Ternyata budaya patriarki yang telah diterapkan dalam sistem sosial masyarakat, termasuk dalam keluarga, merupakan penyebab terjadinya KDRT. Anggapan bahwa rumah tangga sebagai ranah domestik yang bersifat privat telah membentuk gagasan bahwa KDRT merupakan permasalahan yang bersifat pribadi dan tidak dapat dicampuri oleh orang lain di luar rumah tangga itu sendiri. Inilah yang menyebabkan kekerasan yang terjadi dalam rumah tangga kerap dianggap hal yang wajar. Parahnya, kekerasan digunakan oleh superior pada anggota keluarga lain sebagai bentuk pendisiplinan (Manan, 2008). KDRT yang ditempatkan dalam ruang privat ini memunculkan mitos bahwa KDRT adalah aib yang perlu dirahasiakan dari masyarakat.

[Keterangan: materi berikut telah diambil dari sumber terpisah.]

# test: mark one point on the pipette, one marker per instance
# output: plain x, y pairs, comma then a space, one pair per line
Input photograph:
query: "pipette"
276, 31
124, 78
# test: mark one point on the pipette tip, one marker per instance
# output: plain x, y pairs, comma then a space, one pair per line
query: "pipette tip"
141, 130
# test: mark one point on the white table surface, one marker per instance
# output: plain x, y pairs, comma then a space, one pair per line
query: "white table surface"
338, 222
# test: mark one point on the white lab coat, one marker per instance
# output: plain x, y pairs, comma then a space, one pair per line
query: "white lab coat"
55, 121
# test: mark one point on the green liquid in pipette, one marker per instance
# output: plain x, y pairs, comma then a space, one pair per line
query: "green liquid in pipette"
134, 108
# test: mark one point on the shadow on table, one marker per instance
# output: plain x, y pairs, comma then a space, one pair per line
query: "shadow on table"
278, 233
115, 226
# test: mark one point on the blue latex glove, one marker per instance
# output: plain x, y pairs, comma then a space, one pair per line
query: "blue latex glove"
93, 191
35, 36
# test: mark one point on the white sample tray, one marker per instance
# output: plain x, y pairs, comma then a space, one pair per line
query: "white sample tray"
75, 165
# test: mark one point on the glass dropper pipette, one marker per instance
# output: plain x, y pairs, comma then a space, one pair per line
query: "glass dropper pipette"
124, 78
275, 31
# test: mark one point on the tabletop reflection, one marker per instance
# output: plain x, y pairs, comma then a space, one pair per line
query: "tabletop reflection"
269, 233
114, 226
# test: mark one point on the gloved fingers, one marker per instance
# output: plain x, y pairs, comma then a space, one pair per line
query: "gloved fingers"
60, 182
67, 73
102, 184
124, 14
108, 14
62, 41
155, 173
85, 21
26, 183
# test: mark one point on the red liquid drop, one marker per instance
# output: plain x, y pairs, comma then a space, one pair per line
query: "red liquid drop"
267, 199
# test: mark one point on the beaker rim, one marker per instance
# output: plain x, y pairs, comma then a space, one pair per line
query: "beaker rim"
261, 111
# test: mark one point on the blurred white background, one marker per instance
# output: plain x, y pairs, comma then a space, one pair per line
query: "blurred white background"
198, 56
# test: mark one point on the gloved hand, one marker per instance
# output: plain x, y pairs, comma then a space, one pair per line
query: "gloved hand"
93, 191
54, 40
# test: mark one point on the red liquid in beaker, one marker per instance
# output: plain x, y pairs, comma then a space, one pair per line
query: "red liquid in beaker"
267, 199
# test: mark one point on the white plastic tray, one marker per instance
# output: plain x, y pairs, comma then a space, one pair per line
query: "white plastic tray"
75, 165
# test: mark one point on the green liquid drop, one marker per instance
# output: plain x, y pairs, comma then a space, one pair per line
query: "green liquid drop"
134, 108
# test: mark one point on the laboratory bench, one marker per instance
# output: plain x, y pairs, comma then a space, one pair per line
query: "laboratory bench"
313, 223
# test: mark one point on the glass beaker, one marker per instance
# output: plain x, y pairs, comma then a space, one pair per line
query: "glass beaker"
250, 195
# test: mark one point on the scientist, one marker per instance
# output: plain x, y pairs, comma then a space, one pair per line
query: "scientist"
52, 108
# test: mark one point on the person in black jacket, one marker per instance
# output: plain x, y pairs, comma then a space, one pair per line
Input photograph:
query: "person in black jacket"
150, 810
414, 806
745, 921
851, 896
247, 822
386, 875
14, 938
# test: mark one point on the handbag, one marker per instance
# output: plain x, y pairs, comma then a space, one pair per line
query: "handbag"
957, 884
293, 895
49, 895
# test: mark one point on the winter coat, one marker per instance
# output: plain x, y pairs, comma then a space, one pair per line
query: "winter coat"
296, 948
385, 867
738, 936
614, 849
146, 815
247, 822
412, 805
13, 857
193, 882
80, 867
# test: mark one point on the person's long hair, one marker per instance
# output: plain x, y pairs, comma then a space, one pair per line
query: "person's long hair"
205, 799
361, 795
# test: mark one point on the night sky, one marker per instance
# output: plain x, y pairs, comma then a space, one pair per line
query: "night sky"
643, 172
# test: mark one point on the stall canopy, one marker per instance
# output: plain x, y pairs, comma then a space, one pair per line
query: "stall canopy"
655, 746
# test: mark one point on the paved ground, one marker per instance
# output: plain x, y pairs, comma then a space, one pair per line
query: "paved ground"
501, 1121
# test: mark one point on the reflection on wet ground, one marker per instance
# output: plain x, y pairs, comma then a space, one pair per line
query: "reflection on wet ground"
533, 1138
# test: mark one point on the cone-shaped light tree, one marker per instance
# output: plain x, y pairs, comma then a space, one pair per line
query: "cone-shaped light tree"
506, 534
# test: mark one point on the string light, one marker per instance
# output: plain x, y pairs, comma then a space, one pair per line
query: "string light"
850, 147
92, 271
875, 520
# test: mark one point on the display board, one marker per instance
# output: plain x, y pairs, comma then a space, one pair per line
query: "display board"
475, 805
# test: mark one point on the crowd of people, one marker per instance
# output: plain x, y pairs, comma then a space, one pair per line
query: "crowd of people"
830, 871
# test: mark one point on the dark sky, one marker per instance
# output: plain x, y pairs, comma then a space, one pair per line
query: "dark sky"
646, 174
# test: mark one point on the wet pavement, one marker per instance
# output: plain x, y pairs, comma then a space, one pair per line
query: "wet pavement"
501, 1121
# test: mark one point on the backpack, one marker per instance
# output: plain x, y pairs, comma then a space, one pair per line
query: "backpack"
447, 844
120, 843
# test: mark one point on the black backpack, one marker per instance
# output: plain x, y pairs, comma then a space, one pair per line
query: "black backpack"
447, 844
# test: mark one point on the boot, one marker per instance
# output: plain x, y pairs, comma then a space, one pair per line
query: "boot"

Ketimpangan gender sebenarnya telah dinormalisasi oleh negara, ini terlihat dalam UU No. 1 Tahun 1974 tentang Perkawinan yang menempatkan laki-laki sebagai kepala rumah tangga sedangkan perempuan sebagai ibu rumah tangga (Pasal 31 ayat 3) dan pada Pasal 34 ayat 1 dan 2 yang menjelaskan tanggungjawab suami serta isteri dalam menjalankan rumah tangga. Tentu kedua hal ini tidak dipungkiri telah berpengaruh besar dalam membentuk cara berpikir masyarakat dalam melihat kedudukan laki-laki serta perempuan dan definisi dari perkawinan. Negara hari ini telah ikut melegitimasi adanya ketimpangan gender dalam suatu perkawinan, tidak hanya itu respons Negara dalam melindungi korban KDRT pun perlu dipertanyakan ketika melihat semakin tingginya angka KDRT di beberapa wilayah di Indonesia.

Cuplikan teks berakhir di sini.